The Association of Independent Specialist Medical Accountants (AISMA) said moving services into the community was to be welcomed but also said it wasn’t clear how this will be funded.

Andy Pow, adviser to AISMA said: ‘Investment will be required to develop new and existing premises and to employ staff in the community. It remains unclear how this funding challenge will be met.’

Mr Pow also said there was no detail on how the new neighbourhood health service will interact with general practice.

‘Who will run the new contracts envisaged by the government? Who will be the employer and what will the legal structure be?
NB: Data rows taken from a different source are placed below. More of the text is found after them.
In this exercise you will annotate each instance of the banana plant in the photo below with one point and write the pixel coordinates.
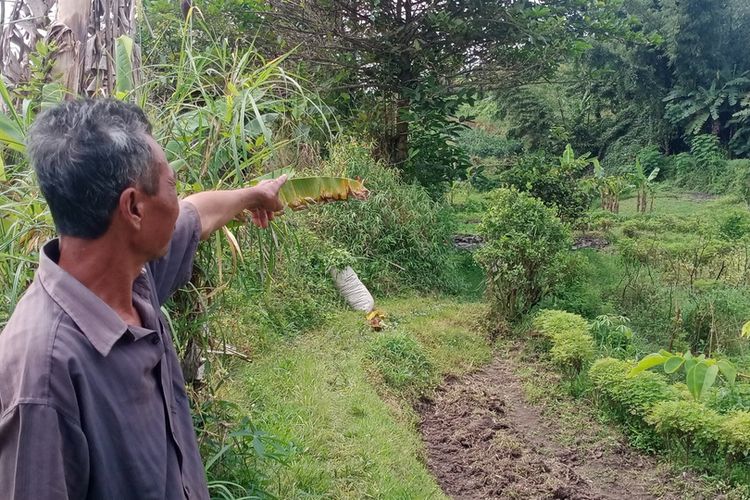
(298, 193)
(645, 186)
(700, 372)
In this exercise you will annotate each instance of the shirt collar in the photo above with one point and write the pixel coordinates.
(101, 325)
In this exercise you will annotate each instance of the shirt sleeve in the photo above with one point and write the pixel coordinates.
(174, 269)
(42, 455)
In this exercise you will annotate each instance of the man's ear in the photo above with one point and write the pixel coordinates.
(131, 207)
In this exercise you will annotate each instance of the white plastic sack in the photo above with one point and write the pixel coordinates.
(355, 293)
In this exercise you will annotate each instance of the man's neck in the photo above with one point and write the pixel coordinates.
(103, 267)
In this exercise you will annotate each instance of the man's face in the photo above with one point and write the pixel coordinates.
(161, 209)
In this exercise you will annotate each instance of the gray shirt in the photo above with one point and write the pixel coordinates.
(91, 407)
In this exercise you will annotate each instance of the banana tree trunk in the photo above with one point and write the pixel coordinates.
(353, 290)
(68, 34)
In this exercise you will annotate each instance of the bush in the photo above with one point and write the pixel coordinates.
(572, 346)
(524, 252)
(730, 398)
(735, 433)
(401, 361)
(478, 142)
(399, 237)
(633, 395)
(688, 421)
(555, 185)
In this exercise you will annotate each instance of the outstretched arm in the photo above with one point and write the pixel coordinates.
(216, 208)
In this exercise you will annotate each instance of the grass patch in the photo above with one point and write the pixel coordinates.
(328, 393)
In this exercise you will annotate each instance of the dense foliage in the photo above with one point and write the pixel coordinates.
(524, 251)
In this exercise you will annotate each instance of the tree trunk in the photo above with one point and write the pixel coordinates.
(68, 33)
(401, 138)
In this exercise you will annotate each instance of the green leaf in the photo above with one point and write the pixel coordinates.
(695, 378)
(728, 370)
(709, 379)
(649, 361)
(300, 192)
(11, 135)
(746, 330)
(673, 364)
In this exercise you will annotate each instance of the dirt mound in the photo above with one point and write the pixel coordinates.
(484, 441)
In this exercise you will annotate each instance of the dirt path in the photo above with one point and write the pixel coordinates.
(484, 440)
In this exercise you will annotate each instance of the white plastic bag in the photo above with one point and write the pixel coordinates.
(355, 293)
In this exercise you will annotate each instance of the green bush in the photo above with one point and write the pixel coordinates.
(572, 346)
(558, 186)
(730, 398)
(633, 395)
(735, 433)
(401, 361)
(478, 142)
(687, 421)
(399, 237)
(524, 252)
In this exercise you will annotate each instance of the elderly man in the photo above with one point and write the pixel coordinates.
(92, 399)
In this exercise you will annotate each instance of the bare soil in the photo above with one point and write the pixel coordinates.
(483, 440)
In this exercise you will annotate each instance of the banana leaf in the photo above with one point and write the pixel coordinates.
(298, 193)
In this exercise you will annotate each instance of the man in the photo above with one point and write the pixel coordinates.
(92, 399)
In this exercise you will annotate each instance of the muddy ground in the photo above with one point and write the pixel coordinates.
(483, 440)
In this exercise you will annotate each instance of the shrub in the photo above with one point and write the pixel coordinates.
(523, 256)
(634, 395)
(572, 346)
(556, 185)
(399, 237)
(735, 433)
(612, 334)
(401, 361)
(730, 398)
(687, 421)
(478, 142)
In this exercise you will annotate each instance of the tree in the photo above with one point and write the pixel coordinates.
(384, 49)
(83, 36)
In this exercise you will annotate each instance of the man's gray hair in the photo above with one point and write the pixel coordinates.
(85, 153)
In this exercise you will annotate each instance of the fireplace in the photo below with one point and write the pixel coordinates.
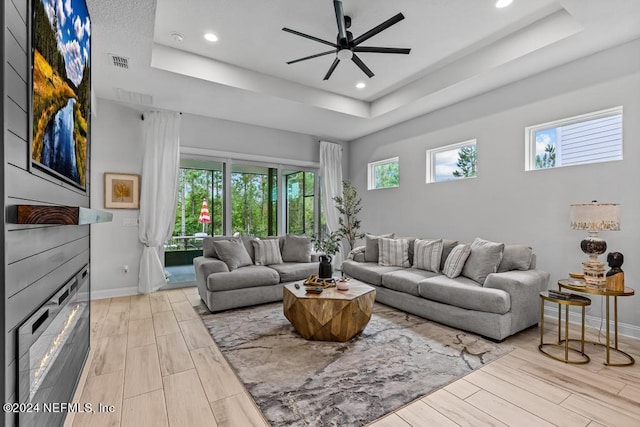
(52, 347)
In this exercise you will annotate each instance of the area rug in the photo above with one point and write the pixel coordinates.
(395, 360)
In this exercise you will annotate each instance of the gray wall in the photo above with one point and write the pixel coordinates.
(37, 259)
(505, 203)
(117, 147)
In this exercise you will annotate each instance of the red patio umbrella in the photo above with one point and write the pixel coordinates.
(204, 214)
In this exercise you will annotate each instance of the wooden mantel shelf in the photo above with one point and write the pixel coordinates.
(61, 215)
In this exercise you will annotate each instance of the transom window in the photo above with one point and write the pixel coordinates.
(588, 138)
(451, 162)
(384, 174)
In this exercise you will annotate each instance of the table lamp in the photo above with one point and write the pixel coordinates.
(594, 217)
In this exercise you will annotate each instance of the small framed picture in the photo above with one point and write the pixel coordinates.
(121, 191)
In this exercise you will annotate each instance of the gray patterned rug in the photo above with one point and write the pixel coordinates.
(395, 360)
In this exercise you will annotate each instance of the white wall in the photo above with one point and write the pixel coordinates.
(116, 146)
(505, 203)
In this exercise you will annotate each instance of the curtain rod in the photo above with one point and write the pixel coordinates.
(142, 116)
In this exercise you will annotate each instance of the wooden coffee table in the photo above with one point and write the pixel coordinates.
(332, 315)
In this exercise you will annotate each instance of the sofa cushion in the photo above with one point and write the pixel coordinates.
(427, 254)
(208, 250)
(290, 271)
(483, 260)
(465, 293)
(369, 272)
(405, 280)
(393, 252)
(371, 253)
(296, 249)
(267, 251)
(233, 253)
(455, 261)
(515, 257)
(245, 277)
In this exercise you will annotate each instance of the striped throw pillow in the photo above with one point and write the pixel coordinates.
(393, 252)
(267, 251)
(455, 261)
(427, 254)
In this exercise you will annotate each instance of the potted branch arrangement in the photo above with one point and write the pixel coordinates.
(349, 205)
(328, 245)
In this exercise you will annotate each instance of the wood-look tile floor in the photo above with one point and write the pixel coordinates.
(152, 359)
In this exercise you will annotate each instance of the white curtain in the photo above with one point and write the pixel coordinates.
(159, 185)
(331, 178)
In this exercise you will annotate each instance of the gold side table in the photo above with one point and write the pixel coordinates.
(577, 301)
(579, 287)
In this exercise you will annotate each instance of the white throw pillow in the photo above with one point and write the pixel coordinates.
(455, 261)
(267, 251)
(393, 252)
(427, 254)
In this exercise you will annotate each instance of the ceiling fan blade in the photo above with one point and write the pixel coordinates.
(333, 67)
(375, 30)
(312, 56)
(342, 30)
(307, 36)
(368, 49)
(361, 65)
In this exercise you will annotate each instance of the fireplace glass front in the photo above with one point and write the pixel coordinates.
(53, 344)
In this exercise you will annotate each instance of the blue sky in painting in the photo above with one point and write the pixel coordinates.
(73, 33)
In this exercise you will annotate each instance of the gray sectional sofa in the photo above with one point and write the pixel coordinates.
(494, 294)
(228, 275)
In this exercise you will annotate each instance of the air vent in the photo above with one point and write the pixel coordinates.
(119, 61)
(133, 97)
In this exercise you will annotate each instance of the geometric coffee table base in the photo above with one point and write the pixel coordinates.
(332, 315)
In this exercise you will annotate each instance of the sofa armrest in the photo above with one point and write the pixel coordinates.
(205, 266)
(524, 289)
(357, 254)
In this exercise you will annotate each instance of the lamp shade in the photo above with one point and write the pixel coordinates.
(595, 216)
(204, 213)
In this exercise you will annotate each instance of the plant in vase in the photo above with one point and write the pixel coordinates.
(328, 245)
(349, 206)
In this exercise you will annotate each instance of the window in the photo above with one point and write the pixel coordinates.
(455, 161)
(588, 138)
(254, 200)
(300, 210)
(384, 174)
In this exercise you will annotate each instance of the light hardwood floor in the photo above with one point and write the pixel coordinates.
(153, 359)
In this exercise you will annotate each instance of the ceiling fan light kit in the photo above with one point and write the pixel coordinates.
(346, 46)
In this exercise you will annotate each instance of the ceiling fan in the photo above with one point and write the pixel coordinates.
(346, 46)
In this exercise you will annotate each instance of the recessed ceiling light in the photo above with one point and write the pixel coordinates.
(503, 3)
(211, 37)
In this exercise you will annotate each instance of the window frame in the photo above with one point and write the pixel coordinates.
(530, 135)
(371, 176)
(430, 169)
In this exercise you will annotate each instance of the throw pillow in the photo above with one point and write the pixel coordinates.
(233, 253)
(427, 254)
(296, 249)
(483, 260)
(515, 257)
(393, 252)
(371, 253)
(267, 251)
(455, 261)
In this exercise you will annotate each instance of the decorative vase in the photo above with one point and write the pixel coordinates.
(325, 269)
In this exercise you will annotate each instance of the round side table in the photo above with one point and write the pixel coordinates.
(581, 287)
(573, 300)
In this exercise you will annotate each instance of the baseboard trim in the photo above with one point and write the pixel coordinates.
(594, 322)
(114, 293)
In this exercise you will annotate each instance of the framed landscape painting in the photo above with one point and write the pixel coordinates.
(121, 191)
(61, 88)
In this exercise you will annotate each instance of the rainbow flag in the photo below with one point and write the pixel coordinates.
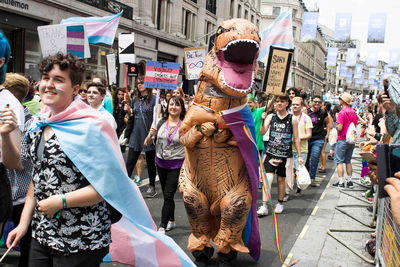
(279, 33)
(91, 143)
(99, 29)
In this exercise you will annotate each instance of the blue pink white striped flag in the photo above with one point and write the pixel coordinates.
(279, 33)
(162, 75)
(76, 40)
(86, 138)
(99, 29)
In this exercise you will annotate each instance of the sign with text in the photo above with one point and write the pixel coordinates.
(64, 38)
(194, 61)
(161, 75)
(277, 70)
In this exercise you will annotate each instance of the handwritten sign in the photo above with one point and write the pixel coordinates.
(194, 61)
(54, 39)
(277, 70)
(161, 75)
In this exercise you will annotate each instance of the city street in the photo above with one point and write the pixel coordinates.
(291, 222)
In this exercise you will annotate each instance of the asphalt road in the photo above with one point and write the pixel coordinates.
(291, 222)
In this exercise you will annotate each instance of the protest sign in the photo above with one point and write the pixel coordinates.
(64, 38)
(277, 70)
(161, 75)
(194, 61)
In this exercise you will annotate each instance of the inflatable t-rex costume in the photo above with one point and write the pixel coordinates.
(214, 180)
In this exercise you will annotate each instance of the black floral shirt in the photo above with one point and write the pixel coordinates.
(77, 229)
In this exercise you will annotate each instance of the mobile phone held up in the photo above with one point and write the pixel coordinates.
(388, 158)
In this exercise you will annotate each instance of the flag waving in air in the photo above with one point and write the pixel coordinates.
(279, 33)
(99, 29)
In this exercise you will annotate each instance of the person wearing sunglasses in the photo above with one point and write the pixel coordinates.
(319, 119)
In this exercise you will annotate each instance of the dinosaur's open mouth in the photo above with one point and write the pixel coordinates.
(236, 60)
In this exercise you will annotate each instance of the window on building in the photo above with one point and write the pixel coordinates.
(294, 13)
(276, 11)
(232, 10)
(211, 5)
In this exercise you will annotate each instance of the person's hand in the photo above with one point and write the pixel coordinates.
(15, 236)
(393, 190)
(373, 173)
(8, 121)
(51, 205)
(388, 104)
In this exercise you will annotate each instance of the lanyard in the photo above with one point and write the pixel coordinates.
(170, 135)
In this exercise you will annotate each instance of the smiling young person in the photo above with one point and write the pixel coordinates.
(61, 202)
(170, 155)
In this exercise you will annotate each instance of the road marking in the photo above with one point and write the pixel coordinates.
(314, 211)
(303, 232)
(288, 259)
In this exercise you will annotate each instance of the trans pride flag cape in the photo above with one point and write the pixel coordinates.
(91, 143)
(240, 122)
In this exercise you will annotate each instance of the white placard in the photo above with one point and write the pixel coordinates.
(126, 48)
(53, 39)
(112, 72)
(194, 61)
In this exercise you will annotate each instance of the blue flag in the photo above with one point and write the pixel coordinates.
(343, 27)
(309, 26)
(376, 28)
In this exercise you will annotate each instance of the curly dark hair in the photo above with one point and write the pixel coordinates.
(69, 62)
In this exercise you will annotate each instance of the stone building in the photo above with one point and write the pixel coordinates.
(308, 65)
(163, 28)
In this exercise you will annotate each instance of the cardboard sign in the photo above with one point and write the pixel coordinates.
(161, 75)
(64, 38)
(126, 47)
(277, 70)
(194, 61)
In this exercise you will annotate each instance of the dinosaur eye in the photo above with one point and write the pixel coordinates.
(221, 30)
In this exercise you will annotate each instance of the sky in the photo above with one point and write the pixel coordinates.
(361, 10)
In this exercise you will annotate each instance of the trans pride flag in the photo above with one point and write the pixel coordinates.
(279, 33)
(99, 29)
(91, 143)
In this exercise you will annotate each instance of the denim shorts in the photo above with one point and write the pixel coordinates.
(343, 152)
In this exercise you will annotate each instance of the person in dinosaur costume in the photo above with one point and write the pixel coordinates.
(219, 179)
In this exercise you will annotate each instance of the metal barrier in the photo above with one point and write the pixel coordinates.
(388, 237)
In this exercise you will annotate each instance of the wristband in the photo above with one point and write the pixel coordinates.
(64, 201)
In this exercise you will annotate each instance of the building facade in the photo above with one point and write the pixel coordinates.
(163, 28)
(308, 65)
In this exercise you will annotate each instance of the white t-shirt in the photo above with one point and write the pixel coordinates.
(6, 97)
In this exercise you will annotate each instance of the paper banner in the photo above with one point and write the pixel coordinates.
(351, 57)
(376, 28)
(64, 38)
(343, 27)
(332, 56)
(358, 71)
(194, 61)
(161, 75)
(309, 26)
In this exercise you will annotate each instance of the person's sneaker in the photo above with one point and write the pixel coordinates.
(338, 184)
(286, 198)
(138, 180)
(171, 225)
(161, 230)
(279, 208)
(151, 192)
(262, 211)
(349, 184)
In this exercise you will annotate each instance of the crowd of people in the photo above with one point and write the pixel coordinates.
(38, 179)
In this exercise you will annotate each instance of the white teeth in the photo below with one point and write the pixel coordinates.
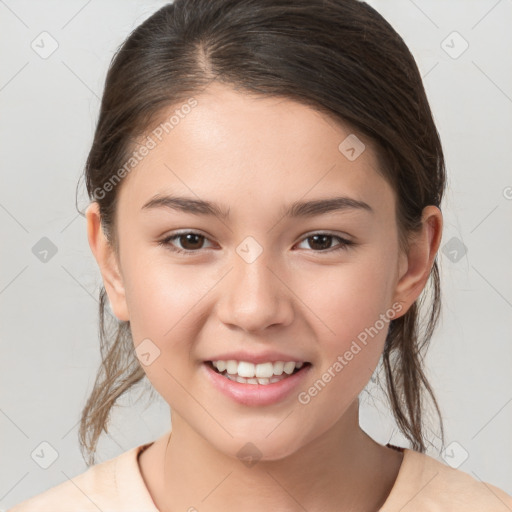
(289, 367)
(245, 369)
(278, 368)
(231, 366)
(262, 373)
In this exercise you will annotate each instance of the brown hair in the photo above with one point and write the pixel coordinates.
(340, 57)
These are important considerations which must be thought through carefully to avoid the pension access and taxation issues which arose when primary care networks were formed,’ he said.

What powers will multi-neighbourhood providers have?

GPs will be able to sign up to a new contract to lead ‘multi-neighbourhood providers’ that deliver care to several different neighbourhoods covering a population of 250,000 or more.  However, these multi-neighbourhood providers will also be responsible for:

  •  unlocking the advantages and efficiencies possible from greater scale,
    working across all GP practices and as well the smaller neighbourhood providers in their footprint.
  • delivering a shared back-office function, overseeing digital transformation and
    estate strategy. They will also provide data analytics and a quality improvement function.
  • creating new commercial partnerships, including clinical trials, to encourage innovation.
  • actively support and coach individual practices that struggle with either performance or finances – including by stepping in and taking over when needed.